13. Ask a local where to eat.
Nine times out of ten, a local will lead you to a tastier, cheaper dinner with better ambiance than a guidebook could ever suggest. Find a local who looks like they know what's up, and ask the simple question.
14. Limit phone calls to the outside world.
Road trips are all about being wild, abandoned and free on the open road. They’re also about bonding in a special way with your trip mates while spending hours and hours together in that tiny box on wheels. It might be tempting to spice things up with phone calls to your friends back home, but limiting those calls will pay off when you’re able to really get to know your fellow travelers and really soak in the amazing sights around you.
15. Bring a spare car key.
It might sound like a no-brainer, but there are some people (cough, us, cough) who have not been so wise.
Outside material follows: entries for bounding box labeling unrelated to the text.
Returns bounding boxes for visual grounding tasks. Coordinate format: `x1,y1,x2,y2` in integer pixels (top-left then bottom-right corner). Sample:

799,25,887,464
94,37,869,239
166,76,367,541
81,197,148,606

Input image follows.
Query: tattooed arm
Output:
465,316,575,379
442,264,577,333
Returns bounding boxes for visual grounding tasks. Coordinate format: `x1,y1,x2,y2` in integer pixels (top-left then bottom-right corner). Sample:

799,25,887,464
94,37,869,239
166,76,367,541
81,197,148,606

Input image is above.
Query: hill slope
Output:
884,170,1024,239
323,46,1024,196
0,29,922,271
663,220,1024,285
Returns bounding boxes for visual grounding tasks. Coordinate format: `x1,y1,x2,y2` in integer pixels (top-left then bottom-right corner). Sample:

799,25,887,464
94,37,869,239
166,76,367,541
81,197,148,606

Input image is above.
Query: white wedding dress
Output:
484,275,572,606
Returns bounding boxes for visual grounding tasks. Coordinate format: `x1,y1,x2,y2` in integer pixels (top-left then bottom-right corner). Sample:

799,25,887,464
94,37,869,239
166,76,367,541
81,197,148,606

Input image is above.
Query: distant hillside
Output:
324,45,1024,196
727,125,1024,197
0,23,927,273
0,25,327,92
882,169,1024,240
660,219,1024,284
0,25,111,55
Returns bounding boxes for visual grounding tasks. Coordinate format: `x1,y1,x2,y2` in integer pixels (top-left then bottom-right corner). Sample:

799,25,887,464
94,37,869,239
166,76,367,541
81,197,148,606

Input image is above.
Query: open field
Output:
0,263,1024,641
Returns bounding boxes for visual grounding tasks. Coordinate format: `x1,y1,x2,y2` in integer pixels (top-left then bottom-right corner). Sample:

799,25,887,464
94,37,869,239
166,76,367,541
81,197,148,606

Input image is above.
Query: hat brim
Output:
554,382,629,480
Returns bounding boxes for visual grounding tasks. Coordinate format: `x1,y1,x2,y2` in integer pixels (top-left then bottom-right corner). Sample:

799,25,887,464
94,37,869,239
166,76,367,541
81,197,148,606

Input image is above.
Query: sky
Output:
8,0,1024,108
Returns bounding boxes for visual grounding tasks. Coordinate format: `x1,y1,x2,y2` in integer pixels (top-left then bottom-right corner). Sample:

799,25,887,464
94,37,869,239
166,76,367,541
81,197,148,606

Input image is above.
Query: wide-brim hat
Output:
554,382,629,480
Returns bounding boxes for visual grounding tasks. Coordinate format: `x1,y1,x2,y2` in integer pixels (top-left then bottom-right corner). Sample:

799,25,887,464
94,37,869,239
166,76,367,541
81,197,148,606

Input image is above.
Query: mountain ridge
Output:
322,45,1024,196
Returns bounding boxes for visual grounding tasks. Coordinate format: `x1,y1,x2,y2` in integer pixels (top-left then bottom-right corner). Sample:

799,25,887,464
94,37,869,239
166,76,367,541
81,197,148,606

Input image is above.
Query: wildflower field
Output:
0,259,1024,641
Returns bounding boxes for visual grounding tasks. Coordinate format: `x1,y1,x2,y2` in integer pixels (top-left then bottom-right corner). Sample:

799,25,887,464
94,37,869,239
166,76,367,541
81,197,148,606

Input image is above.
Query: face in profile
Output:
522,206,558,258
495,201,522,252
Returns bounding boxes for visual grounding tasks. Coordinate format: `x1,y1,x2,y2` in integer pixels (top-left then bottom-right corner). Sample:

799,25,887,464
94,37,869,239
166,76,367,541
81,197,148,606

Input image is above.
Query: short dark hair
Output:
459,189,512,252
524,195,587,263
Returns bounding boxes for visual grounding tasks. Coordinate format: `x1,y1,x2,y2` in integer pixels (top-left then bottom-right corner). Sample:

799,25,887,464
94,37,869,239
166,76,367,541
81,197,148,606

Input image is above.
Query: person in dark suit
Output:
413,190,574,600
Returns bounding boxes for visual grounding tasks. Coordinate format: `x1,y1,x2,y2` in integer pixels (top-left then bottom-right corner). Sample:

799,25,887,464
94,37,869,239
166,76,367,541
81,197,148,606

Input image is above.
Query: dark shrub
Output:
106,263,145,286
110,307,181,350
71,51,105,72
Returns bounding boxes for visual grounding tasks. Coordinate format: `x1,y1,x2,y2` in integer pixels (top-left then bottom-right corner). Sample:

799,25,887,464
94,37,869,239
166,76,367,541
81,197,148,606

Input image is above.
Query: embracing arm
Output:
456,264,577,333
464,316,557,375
16. Follow those weird billboards.
You know, the ones that say “Free Chocolate Samples This Way” and “Second-Friendliest Yarn Store in The Universe.” These places aren’t creepy; they’re cool. And they are often gleeful small-town destinations never before seen by your big-city eyes.
17. Embrace the gas station.
Some are gourmet. Some, less so. But they’ve got cheap eats, classic candies, bathrooms, and fuel all in one. Stop at gas stations often, and you’re bound to hit some stellar ones -- the one with the five-legged cow or the ones with the mix-your-own-milkshake machine -- which will positively make your trip.
18. Take pictures!
…and not just the Instagram kind. Road trips are prime fodder for beautiful scrapbooks and bulletin boards once you get home.
Happy road tripping, freeway pioneers!